2

I want to change this

def has_class_but_no_id(tag):
    return tag.has_key('class') and not tag.has_key('id')

This function is from Python2 not for Python3

I had idea that

I changed this HTML document in a list like this

list_of_descendants = list(soup.descendants)

So I can get tags which contain class but don't id it is about that find all tags with class = blabla... but not id = .... I have no idea how I can handle this problem

Keyur Potdar
  • 7,158
  • 6
  • 25
  • 40
Tae
  • 23
  • 1
  • 5

2 Answers2

0

The documentation says:

I renamed one method for compatibility with Python 3:

  • Tag.has_key() -> Tag.has_attr()

Also, the exact same function is available in the documentation here:

If none of the other matches work for you, define a function that takes an element as its only argument.

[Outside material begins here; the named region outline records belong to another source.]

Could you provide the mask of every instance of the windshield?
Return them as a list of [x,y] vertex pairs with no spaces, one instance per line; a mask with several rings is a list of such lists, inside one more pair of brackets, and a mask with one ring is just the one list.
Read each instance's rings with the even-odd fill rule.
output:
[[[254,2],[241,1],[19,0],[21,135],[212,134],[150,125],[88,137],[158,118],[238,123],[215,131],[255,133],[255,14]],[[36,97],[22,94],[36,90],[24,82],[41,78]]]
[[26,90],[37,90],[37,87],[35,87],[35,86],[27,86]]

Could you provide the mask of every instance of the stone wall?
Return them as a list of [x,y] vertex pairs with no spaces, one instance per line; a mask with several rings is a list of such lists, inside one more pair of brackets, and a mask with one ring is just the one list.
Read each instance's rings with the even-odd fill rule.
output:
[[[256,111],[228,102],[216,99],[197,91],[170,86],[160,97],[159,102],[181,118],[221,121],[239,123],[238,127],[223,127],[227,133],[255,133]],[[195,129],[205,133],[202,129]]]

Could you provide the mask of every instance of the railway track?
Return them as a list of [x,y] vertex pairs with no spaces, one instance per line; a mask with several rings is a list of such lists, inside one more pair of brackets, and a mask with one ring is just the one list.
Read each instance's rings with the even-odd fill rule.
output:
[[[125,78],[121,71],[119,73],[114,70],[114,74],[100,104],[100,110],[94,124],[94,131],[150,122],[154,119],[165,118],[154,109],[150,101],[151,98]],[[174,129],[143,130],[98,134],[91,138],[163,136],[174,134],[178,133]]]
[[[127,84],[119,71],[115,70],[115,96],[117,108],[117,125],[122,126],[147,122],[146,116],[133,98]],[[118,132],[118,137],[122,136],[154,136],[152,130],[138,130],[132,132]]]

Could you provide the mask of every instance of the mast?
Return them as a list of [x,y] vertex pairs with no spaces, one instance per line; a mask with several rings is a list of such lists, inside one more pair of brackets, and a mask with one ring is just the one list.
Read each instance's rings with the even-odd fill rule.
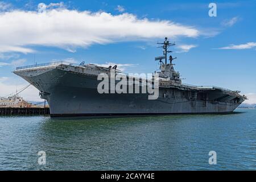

The function should return True if the argument matches, and False otherwise.

Here’s a function that returns True if a tag defines the “class” attribute but doesn’t define the “id” attribute:

def has_class_but_no_id(tag):
    return tag.has_attr('class') and not tag.has_attr('id')
Keyur Potdar
  • 7,158
  • 6
  • 25
  • 40
  • ok i used ur suggestions, but there were another problem AttributeError: 'NavigableString' object has no attribute 'has_attr' like i said i changes all Tag_elements in Beautifulsoup as a List and i applied that has_attr but that error message came out can u plz advice me more? – Tae Apr 06 '18 at 08:46
  • You're using the function on text (NavigableString) as well as tags. using `.has_attr` on text will raise the above error. Before calling the function, check if the list item is a tag. You can use `isinstance(item, Tag)` for that. Also, don't forget to import Tag from bs4 module. – Keyur Potdar Apr 06 '18 at 09:24
  • If you can't implement that, add the code you're trying, in the question and I'll edit my answer accordingly. – Keyur Potdar Apr 06 '18 at 09:52
-1

Hey i solve this Problem.

What i had to do is

1.collect all the tags(BeautifulSoup) and all children of tags (contents)

soup = BeautifulSoup(html_doc,"html.parser")
list_of_descendants = list(soup.descendants)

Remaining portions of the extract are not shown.